Love or hate the concept, there's no denying that detoxes and cleanses are the health movement's buzzwords of the moment.
It seems that everywhere we turn we're faced with a new brand, or product, that's designed to flush the gunk out of our digestive systems.
When I was researching the benefits of a cleanse, one less-than-fresh Monday morning, I came across a concerning blog post that discussed oral contraception.
It told the story of a young woman the authors knew, who got pregnant after taking the morning after pill.
They claimed she got pregnant because she was on a juice cleanse. They explained that the diarrhoea produced by the detox flushed the pill straight out of the poor woman.
While the benefits of detoxing are touted by indoctrinated wellness gurus, far and wide, no one is discussing whether a cleanse could really affect oral contraception and result in an unplanned pregnancy.
So could this be possible?
Dr Beverley Vollenhoven, Associate Professor at Monash University in the Department of Obstetrics & Gynaecology, said it absolutely could.
She told news.com.au, "Contraceptive pills can be affected by detoxes, yes. We're talking about pills that combine oestrogen and progesterone hormones. All of those pills are metabolised by the liver, and all of those pills depend on absorption by the bowel for them to work.
"If you have a detoxing agent that causes diarrhoea then it will affect the absorption of the pill. If you have an agent that's going to increase liver enzymes, and I can't think of anything natural that would actually do that, then the pill will be broken down more quickly," she explained.
Dr Vollenhoven was quick to point out this isn't limited to just oral contraceptives.
"There are wider health implications with this. If someone was taking tablets for their blood pressure, or taking something like Warfarin for their heart valves, and they did a cleanse, that could have potentially fatal consequences," she said.
Despite this scary interaction many companies that produce cleanses don't advertise the full risks. Often, no reference is made to diarrhoea despite the fact it can be a side effect. And when it's mentioned, its impact on medication isn't explained.
When it comes to provided warnings, customers are usually prompted to seek out their doctors for advice.
Jacqueline Forth, founder of the Pure Glow Cleanse, said: "We are not doctors, we never give out medical advice of any kind; it's just not what it is about for us. We know it can affect some medications, so we always advise people to check with their doctors. The nitty gritty of it is, it's in our terms and conditions, and people have to agree to the terms and conditions before purchasing. It's kind of the standard that everybody does across these types of health and fitness industries."
Dr Vollenhoven is adamant that the current warnings are not enough.
She said, "Just because something is natural, doesn't mean that it's safe. I think that like drugs, natural products should be subjected to scrutiny. There needs to be more of a scientific understanding, and testing process behind these products. They should have a warning saying that, in the instance of diarrhoea this may affect not just the contraceptive pill, but the absorption of all tablets."
However, Miss Forth points out that there's a distinction between the type of cleanses that people can take. She believes that adding a warning could ultimately deter people from undertaking a cleanse.
"The thing with our cleanse is that it's very rare somebody has a side effect, because it's designed to be a very gentle detox. We focus on nourishing the body rather than having everything come out. If customers want something more potent, that's where they go and get a guided detox from a trained professional like a naturopath. Tea detoxes have become a big thing recently, and a lot of them contain potent herbs like Senna which does help you body expel things. I think that's the difference: if it's something where you're having a lot of flushing happening, it's better under the guidance of a professional," she said.
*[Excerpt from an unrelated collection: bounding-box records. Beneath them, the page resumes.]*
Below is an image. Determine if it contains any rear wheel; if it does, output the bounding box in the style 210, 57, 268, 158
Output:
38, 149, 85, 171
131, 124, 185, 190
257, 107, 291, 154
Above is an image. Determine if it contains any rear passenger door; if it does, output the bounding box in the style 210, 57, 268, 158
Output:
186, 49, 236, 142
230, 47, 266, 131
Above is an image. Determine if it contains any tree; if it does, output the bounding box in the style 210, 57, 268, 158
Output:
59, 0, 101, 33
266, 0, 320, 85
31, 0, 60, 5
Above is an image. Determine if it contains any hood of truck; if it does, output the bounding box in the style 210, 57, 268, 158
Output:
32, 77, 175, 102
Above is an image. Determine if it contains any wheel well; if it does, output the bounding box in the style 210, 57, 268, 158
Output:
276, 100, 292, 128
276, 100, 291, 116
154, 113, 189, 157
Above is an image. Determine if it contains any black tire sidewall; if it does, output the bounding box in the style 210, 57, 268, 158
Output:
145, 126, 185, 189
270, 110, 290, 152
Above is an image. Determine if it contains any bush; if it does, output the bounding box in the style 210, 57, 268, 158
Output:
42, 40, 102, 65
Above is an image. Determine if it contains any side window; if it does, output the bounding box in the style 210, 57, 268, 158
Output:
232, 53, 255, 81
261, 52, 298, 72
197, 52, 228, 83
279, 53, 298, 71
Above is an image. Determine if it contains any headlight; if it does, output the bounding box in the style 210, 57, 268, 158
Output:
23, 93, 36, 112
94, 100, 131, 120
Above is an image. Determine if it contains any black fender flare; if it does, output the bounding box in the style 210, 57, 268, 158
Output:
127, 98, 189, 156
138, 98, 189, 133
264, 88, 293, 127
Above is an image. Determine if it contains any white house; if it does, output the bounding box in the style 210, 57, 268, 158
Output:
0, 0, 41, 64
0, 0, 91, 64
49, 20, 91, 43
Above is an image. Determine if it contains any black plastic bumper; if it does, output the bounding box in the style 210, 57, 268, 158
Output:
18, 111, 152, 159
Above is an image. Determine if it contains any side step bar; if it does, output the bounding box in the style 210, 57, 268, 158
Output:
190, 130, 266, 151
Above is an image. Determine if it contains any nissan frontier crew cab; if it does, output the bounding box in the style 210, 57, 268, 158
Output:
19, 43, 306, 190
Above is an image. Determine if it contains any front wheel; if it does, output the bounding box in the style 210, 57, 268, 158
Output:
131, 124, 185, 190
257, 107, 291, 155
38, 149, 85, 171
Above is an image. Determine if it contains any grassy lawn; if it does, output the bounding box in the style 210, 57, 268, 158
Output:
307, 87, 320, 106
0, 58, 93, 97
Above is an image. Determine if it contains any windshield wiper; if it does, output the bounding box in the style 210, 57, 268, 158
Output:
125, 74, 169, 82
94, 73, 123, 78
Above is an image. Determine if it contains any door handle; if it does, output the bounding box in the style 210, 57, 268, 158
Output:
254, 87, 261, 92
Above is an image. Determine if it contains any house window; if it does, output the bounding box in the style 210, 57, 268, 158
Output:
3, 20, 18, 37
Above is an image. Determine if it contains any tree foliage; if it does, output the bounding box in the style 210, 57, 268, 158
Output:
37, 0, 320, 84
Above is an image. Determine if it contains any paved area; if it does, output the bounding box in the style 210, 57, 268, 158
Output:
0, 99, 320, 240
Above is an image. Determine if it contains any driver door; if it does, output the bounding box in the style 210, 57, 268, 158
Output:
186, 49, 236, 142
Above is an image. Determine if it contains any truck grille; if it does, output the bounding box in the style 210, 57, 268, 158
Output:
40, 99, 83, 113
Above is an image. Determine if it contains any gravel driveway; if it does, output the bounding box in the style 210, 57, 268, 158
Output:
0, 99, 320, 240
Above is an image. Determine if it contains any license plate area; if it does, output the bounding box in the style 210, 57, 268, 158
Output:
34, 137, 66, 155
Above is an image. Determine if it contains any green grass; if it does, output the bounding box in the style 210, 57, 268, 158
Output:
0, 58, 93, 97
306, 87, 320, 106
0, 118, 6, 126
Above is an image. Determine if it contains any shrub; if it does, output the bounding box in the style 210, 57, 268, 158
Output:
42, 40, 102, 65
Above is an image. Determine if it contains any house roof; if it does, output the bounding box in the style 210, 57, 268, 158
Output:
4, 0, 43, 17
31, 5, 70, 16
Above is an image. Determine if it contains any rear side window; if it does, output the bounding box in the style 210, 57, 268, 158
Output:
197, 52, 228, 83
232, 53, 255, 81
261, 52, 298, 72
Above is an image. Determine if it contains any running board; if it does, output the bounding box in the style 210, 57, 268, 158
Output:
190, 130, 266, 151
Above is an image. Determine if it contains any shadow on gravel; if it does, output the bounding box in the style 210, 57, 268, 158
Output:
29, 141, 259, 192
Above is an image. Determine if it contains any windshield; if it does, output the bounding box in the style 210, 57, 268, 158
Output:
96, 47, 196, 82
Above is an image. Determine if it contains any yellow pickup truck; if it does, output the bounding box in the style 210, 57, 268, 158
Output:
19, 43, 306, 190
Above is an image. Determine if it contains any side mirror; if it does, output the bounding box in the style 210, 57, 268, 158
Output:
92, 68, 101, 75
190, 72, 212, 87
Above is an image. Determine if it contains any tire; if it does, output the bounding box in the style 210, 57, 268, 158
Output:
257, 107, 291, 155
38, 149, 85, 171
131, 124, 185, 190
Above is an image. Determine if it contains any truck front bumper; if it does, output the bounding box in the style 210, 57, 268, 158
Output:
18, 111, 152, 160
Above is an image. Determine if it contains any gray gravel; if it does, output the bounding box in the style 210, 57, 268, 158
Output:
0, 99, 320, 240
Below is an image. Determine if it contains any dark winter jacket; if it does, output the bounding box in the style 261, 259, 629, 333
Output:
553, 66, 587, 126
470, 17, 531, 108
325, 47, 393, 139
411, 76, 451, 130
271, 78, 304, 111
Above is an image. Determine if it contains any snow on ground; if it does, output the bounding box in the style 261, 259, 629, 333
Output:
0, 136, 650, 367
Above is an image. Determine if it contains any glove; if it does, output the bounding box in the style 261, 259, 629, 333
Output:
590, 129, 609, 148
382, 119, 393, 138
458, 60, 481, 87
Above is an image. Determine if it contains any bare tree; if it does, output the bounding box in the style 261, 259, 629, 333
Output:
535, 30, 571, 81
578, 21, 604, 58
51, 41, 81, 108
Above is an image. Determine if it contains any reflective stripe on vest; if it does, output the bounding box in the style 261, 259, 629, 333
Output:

"To be honest I feel like in general the ownership always comes back to the person. The downside I could potentially see from trying to put it out there in a bigger way is, it's such a positive thing for people to do and to falsely scare them away from making what could be a positive change for their lives, would be unfortunate. But I think that it's important that everybody knows that their health is real, and they should always be looking out for any potential issues - especially if they are on medications. I guess it's definitely the responsibility of the company to make sure it's written somewhere; that people can access it easily and if they get any questions that they're clear," Miss Forth added.
They key takeaway here is: if you're contemplating a cleanse and are currently on the pill or other oral forms of medication, seek out your doctor's advice beforehand. And, should you be on the pill, go double dutch - unless you want to risk an unexpected pregnancy that is.